And the inexcusable is used to shift the grounds.

In 2000, hard-right provocateur Ann Coulter glossed Genesis 1:28 by declaring that ‘[t]he ethic of conservation is the explicit abnegation of man’s dominion over the Earth. … God said so: Go forth, be fruitful, multiply, and rape the planet — it’s yours.’ Like a five-year-old who has learnt a swear-word, she was to repeat the sentiment more than once. Despite the best efforts of Time journalist John Cloud, in his 2005 cover-piece gush about her, to advocate rape, even of Gaia, remains almost unrecuperable – as Coulter, neither a fool nor a person who gains her energy from being liked, must have known. The phrase remained shocking.

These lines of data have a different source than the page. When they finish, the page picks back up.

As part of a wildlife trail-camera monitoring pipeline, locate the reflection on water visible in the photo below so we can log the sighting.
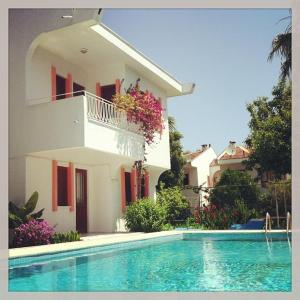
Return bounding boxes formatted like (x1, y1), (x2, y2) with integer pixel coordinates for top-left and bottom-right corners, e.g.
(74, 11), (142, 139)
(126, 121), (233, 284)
(9, 235), (291, 291)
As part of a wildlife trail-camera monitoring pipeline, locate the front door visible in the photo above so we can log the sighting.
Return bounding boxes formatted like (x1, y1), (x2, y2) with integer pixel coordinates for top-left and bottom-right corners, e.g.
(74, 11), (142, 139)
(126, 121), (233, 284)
(76, 169), (87, 233)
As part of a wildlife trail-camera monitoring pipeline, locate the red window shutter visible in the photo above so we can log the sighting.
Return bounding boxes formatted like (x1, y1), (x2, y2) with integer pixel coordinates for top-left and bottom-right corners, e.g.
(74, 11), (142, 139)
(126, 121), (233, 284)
(52, 160), (57, 211)
(68, 162), (74, 211)
(116, 79), (121, 94)
(130, 168), (137, 201)
(144, 171), (149, 197)
(121, 168), (126, 212)
(96, 82), (101, 97)
(51, 66), (56, 101)
(65, 73), (72, 98)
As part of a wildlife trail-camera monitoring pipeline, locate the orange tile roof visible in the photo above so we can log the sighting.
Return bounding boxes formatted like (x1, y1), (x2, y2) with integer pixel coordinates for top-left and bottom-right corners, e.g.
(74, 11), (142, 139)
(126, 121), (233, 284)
(219, 146), (250, 160)
(184, 148), (208, 160)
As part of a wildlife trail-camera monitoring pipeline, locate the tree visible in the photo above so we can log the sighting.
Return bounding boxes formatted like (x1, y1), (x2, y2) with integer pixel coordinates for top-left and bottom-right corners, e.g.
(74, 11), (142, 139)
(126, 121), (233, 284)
(158, 117), (185, 188)
(246, 81), (292, 179)
(268, 15), (292, 80)
(209, 169), (261, 209)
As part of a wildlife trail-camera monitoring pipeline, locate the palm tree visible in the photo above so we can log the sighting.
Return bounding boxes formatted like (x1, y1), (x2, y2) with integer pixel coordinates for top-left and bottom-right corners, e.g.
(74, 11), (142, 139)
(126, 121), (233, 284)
(268, 11), (292, 80)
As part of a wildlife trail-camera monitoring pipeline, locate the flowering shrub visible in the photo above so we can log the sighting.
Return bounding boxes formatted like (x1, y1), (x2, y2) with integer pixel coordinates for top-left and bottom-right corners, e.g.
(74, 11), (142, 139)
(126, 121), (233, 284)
(113, 87), (163, 144)
(14, 220), (54, 247)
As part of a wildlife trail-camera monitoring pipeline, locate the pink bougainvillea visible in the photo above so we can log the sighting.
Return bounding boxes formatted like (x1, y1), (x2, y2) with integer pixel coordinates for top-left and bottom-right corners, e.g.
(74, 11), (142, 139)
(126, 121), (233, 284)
(113, 87), (163, 144)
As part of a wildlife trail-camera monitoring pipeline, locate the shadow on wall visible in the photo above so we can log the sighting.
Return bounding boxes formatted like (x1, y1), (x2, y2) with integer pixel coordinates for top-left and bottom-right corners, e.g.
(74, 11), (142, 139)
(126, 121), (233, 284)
(115, 129), (144, 160)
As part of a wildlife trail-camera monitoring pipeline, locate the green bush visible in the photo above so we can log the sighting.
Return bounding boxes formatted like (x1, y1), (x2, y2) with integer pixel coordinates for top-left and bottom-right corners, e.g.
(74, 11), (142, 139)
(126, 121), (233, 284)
(161, 223), (174, 231)
(234, 200), (259, 224)
(8, 191), (44, 229)
(52, 230), (80, 244)
(125, 198), (165, 232)
(157, 187), (191, 225)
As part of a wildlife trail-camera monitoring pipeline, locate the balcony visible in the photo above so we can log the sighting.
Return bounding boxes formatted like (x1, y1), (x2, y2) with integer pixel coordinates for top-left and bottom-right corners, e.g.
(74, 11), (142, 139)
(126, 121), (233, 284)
(24, 91), (144, 160)
(84, 91), (141, 135)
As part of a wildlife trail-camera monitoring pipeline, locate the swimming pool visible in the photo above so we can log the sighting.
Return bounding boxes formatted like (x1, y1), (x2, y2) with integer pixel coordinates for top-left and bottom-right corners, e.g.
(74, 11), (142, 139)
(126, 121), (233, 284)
(9, 233), (291, 292)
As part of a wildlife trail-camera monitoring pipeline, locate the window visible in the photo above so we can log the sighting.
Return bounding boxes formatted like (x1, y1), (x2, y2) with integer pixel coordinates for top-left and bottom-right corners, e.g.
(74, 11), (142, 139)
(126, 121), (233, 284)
(141, 175), (145, 198)
(57, 166), (68, 206)
(101, 84), (116, 101)
(183, 174), (190, 185)
(73, 82), (85, 97)
(125, 172), (132, 205)
(56, 74), (66, 100)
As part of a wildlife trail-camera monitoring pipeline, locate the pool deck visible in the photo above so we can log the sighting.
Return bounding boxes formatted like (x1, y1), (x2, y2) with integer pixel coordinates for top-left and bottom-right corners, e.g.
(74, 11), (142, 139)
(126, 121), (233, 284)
(8, 229), (286, 258)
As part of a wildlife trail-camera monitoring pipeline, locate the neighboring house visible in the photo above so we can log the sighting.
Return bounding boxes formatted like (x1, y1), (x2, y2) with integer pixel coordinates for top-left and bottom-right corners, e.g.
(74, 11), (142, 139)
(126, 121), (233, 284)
(209, 141), (257, 187)
(183, 144), (217, 208)
(9, 9), (194, 232)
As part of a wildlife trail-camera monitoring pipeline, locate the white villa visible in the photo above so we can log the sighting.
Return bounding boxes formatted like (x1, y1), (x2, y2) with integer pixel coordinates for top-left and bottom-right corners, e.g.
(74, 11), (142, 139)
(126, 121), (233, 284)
(9, 9), (195, 233)
(183, 144), (217, 208)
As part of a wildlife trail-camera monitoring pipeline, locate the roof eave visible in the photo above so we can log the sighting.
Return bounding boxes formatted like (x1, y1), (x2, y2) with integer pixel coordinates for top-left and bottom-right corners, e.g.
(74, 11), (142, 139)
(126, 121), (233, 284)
(90, 23), (195, 97)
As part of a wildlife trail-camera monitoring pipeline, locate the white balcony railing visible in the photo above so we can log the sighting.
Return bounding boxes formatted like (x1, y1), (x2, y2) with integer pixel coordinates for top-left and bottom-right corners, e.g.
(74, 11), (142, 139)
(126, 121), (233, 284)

But its work was done, an agenda stretched. It looms, an unacknowledged parent, over the Republican slogan born in 2008, and given later prominence by Sarah Palin: ‘Drill Baby Drill!’ Not only in its enthusiastic scorn for any environmental concerns but in the grotesque and ostentatious sexualisation of the image. Wink wink: this is the symbolic rape you can get away with, the sadism you can speak to push your politics of remorselessness, and it relies on the excess that proceeded it.

Here is the class logic of surplus social sadism. Whether any particular iteration of sadism is rehabilitated or not – which is

the result of class as much as an ethical struggle – the bounds of permissible punitivity are constantly stretched. Depths plumbed.

For our enemies there are, in an inverse of the boosterism of the Left, and one with more claim to realism, #massiveopportunitiesfortherightinallthis.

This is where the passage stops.